Sólo el mendigo lo sabía. Después de que el mendigo y todos los demás invitados se retiraran, el esposo comentó a su esposa: “Estoy feliz de que hayamos podido ayudar a ese hombre que parecía tan triste. Me hizo recordar que unos años atrás yo estaba en una situación parecida a la suya, cuando era pobre y estaba hambriento y tenía que mendigar. Cierto Purim, tuve una horrible experiencia en un pueblo cercano. Estaba muriéndome de hambre y decidí probar suerte en la casa de un hombre rico que vivía allí, a pesar de que se sabía que no era muy amable. Pero pensé que probablemente al menos en Purim sería diferente. Al acercarme a la casa vi un grupo de Purim Shpilers ante su puerta, una puerta que les fue cerrada en la cara. Perdí entonces el coraje necesario para pedir una comida y me fue de allí hambriento...

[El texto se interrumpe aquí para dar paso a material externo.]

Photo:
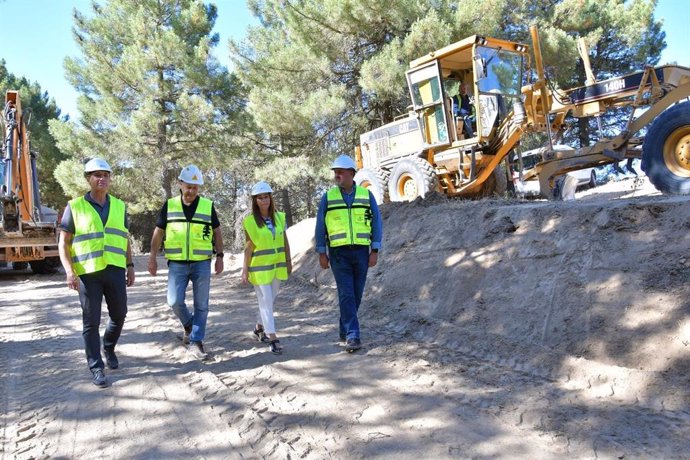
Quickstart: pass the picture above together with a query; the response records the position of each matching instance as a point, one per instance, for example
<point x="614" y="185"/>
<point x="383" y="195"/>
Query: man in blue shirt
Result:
<point x="348" y="238"/>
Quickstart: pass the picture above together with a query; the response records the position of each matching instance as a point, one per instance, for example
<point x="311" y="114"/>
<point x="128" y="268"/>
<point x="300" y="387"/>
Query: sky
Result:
<point x="37" y="36"/>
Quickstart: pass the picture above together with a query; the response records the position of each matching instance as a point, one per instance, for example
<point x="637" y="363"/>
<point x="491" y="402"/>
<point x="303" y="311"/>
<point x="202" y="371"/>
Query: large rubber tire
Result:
<point x="46" y="266"/>
<point x="374" y="180"/>
<point x="411" y="178"/>
<point x="496" y="184"/>
<point x="666" y="151"/>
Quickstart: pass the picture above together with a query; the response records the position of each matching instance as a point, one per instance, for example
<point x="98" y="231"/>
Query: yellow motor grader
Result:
<point x="460" y="153"/>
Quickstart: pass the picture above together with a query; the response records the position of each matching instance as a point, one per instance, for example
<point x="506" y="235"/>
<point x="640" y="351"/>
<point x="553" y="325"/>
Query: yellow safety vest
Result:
<point x="348" y="225"/>
<point x="268" y="260"/>
<point x="185" y="240"/>
<point x="95" y="246"/>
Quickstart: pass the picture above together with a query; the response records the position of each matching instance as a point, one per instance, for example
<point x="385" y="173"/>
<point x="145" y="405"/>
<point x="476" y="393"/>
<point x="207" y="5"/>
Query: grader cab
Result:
<point x="441" y="146"/>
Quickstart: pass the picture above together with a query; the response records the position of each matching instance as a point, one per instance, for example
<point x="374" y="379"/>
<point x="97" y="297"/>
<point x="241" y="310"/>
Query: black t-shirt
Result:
<point x="188" y="214"/>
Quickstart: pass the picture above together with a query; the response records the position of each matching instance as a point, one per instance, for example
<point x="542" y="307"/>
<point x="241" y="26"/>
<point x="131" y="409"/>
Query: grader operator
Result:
<point x="431" y="148"/>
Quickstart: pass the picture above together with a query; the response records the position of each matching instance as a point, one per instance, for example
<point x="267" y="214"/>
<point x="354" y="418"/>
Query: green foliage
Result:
<point x="321" y="72"/>
<point x="152" y="98"/>
<point x="39" y="109"/>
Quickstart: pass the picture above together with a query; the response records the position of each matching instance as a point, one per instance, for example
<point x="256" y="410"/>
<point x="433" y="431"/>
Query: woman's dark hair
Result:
<point x="257" y="213"/>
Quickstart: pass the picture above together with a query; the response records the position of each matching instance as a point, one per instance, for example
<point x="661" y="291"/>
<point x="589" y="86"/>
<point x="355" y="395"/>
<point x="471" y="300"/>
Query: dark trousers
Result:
<point x="349" y="265"/>
<point x="111" y="284"/>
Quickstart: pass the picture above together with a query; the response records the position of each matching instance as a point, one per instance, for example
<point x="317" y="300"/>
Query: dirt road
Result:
<point x="491" y="330"/>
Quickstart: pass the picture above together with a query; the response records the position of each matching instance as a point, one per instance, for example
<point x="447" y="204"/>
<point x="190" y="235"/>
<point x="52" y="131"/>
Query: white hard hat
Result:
<point x="344" y="162"/>
<point x="261" y="187"/>
<point x="97" y="164"/>
<point x="191" y="175"/>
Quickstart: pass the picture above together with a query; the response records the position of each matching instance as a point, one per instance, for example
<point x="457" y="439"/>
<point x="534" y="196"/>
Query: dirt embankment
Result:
<point x="492" y="329"/>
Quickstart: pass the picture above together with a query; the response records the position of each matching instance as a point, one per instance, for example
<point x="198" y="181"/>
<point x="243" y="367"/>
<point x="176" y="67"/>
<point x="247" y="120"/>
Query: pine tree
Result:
<point x="321" y="72"/>
<point x="152" y="97"/>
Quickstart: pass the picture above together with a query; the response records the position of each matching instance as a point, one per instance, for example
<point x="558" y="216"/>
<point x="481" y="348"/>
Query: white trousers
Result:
<point x="266" y="294"/>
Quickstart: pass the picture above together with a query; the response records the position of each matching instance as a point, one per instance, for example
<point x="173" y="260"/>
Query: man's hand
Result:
<point x="130" y="276"/>
<point x="72" y="281"/>
<point x="323" y="260"/>
<point x="153" y="265"/>
<point x="373" y="258"/>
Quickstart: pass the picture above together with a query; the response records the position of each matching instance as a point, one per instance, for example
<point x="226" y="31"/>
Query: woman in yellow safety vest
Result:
<point x="267" y="259"/>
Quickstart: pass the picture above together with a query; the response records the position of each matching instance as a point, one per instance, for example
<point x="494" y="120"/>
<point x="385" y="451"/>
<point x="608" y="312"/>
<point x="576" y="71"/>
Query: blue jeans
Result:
<point x="349" y="265"/>
<point x="111" y="284"/>
<point x="179" y="276"/>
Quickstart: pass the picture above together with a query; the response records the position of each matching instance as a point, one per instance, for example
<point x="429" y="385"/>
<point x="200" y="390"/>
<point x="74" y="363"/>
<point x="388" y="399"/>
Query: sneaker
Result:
<point x="99" y="378"/>
<point x="111" y="358"/>
<point x="276" y="349"/>
<point x="197" y="349"/>
<point x="185" y="335"/>
<point x="353" y="345"/>
<point x="260" y="335"/>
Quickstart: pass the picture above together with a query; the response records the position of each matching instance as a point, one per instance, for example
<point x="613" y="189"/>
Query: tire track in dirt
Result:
<point x="31" y="356"/>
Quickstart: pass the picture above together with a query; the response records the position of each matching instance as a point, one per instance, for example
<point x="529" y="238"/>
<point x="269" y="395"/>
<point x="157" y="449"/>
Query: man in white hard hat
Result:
<point x="97" y="257"/>
<point x="191" y="229"/>
<point x="348" y="238"/>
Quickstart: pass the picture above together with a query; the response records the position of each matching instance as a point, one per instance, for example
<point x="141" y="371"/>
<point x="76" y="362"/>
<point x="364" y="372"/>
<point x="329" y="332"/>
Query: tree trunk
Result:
<point x="287" y="209"/>
<point x="168" y="178"/>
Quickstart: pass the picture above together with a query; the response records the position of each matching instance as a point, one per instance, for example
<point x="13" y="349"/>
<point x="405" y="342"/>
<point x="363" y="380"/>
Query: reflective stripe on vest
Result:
<point x="268" y="259"/>
<point x="95" y="246"/>
<point x="188" y="240"/>
<point x="348" y="225"/>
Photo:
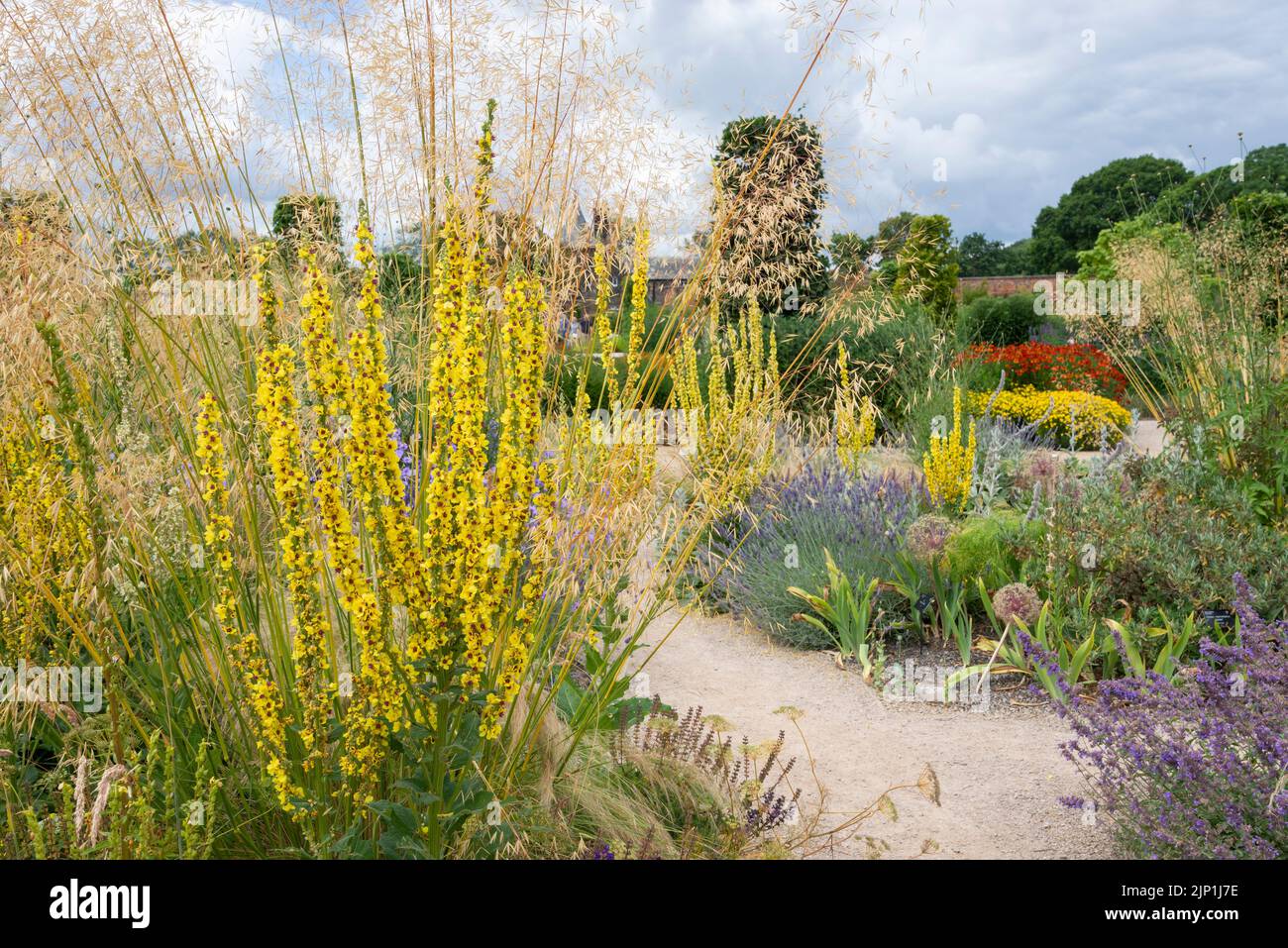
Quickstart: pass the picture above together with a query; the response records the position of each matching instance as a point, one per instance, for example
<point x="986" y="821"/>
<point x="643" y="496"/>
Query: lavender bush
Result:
<point x="781" y="537"/>
<point x="1196" y="768"/>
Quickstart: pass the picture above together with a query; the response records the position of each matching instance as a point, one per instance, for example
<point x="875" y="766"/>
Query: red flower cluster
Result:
<point x="1076" y="368"/>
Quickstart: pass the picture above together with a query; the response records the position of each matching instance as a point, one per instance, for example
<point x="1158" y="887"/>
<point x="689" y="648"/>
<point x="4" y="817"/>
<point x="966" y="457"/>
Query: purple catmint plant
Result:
<point x="1194" y="768"/>
<point x="778" y="540"/>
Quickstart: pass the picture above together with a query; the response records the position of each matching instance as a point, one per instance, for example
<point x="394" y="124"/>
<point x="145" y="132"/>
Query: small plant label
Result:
<point x="1222" y="618"/>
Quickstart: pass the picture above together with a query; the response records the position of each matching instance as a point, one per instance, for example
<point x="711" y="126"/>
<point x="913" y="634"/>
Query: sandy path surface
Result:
<point x="1000" y="771"/>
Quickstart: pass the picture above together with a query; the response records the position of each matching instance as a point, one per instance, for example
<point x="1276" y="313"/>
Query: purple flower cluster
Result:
<point x="406" y="466"/>
<point x="781" y="536"/>
<point x="1196" y="768"/>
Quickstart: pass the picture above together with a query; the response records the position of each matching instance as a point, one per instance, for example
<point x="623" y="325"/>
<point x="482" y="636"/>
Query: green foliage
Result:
<point x="1102" y="261"/>
<point x="1119" y="191"/>
<point x="1197" y="200"/>
<point x="999" y="320"/>
<point x="992" y="548"/>
<point x="844" y="612"/>
<point x="979" y="257"/>
<point x="1167" y="535"/>
<point x="927" y="266"/>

Pero gracias a Di-s, ahora vivo bien. Di-s me bendijo con una maravillosa esposa y con hermosos hijos, y estamos en posición de ayudar a personas menos afortunadas que nosotros. ¿Quién sabe? ¿Quizás este pobre hombre alguna vez estuviera en buena posición, o incluso haya sido rico? Di-s es quien hacer girar la rueda de la fortuna, “Hace caer al gallardo, y levanta al humillado”. “Tienes razón, mi querido esposo”, asintió su mujer, secando una lágrima de su rostro. “Fue realmente un hombre rico alguna vez”. “¿Cómo puedes saberlo?”, preguntó el esposo.
“El fue aquel hombre rico ante cuya puerta viste a los Purim Shpilers...”. “¿Cómo lo sabes con tanta certeza”, volvió a preguntar su marido, cada vez más asombrado. “Lo se, pues yo estaba allí cuando sucedió”, contestó la mujer. “Verás ...”, agregó en voz baja, “aquel fue mi primer esposo...”.